The hot season is here. Water and comfort are getting harder to find, especially for we human interlopers in the forest. I had decided to have a quick trip out to try out the new Nikon D7100 for my macro shooting. Rumours were rife
that the butterflies had started their aggregations and puddling as they do at this time of year. So I headed off to find a secluded spot that I could try and photograph them at. Alas the butterfly aggregations had not really started yet except for a particular species of skipper. What to do?
It was hot in the sun. It was dry underfoot in the forest. I had walked a long way. A faint breeze picked up in the river bed. There was the faint sound of water trickling along the rocky river bed although the river was now close to ceasing to flow. I found a pleasant spot sheltered from the sun's glare. I would relax. No photography, just a nice relax and a doze. A day of quiet reflection and pondering the mysteries of life. It is perhaps my favourite thing to do in the forest, to sit, to relax, to doze, to ponder.
I nodded off for a while, just a while. When I awoke I was staring at a magnificient male sambar stag (Rusa unicolor) standing on the edge of the river clearing. His steps were tentative but he stood proud nevertheless.
He settled into a rocky pool that had been left by the receding river. Seeming to enjoy the cool respite from the heat of the day. He sat, he relaxed, he dosed, I dare say he pondered. There we both sat, two large aging males sharing a river bank. One wearing his crown of antlers, one a green cotton jungle hat. Sharing a moment of tranquility from our otherwise stressful lives.
All was peaceful but then to his right I saw a movement. Small and fast.
An asiatic jackal (Canis aureus) had appeared from out of the forest and was running directly at the sambar. Straight at him. My body tensed, I grabbed hold of my camera. What was about to happen? He continued his run towards the mighty sambar. He slipped and fell into the water, but recovered in an instant and was again continuing on his course. I pressed the shutter.
Whatever was going to transpire was imminent. The jackal continued on his course with hesitation. The giant sambar did not flinch. It was happening now. And then, the jackal slowed and continued straight past him! He literally past the stag within inches. Neither of them showing any cause for concern. No reaction whatsoever.

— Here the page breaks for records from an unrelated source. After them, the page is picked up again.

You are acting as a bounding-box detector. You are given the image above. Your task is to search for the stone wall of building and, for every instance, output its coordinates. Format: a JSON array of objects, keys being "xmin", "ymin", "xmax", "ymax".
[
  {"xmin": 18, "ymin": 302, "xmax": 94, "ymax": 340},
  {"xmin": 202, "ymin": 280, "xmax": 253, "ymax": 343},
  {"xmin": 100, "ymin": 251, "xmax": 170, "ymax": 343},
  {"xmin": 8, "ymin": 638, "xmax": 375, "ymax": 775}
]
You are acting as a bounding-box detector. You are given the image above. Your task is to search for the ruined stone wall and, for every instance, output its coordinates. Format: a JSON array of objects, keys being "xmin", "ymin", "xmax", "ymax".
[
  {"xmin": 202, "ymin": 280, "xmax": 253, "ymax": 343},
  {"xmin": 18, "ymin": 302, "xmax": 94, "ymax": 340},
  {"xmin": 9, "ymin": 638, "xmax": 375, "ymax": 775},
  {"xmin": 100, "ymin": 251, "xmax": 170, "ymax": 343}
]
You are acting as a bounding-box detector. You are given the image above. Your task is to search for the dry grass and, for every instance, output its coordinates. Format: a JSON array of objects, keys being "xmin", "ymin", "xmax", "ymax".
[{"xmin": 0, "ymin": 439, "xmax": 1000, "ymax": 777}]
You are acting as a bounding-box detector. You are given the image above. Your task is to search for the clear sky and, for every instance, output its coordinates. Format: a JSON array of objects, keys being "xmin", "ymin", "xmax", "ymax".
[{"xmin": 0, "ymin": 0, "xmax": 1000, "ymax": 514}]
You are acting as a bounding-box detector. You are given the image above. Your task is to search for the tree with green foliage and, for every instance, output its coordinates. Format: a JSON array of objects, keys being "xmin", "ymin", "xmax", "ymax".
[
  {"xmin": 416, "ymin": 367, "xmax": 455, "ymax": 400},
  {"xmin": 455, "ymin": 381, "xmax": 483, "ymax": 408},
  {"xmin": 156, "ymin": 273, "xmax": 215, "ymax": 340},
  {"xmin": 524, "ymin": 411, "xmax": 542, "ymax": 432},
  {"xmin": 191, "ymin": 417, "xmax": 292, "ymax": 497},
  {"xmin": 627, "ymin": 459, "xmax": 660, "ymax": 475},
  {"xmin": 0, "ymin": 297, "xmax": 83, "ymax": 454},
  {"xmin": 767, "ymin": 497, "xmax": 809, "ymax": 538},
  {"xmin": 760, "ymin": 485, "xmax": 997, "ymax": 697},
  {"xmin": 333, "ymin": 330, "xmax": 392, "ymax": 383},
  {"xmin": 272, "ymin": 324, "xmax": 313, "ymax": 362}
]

I pondered this later. Of course, a sambar is not prey for the jackal which is omnivorous and forages mainly, also eating small mammals, birds and reptiles. This was not my surprise, my surprise was the total lack of reaction from either of them as to the other's presence. Not even a flinch. The only reasonable conclusion I can guess at is that both animals regulary encounter each other within their shared territory. What else could it be?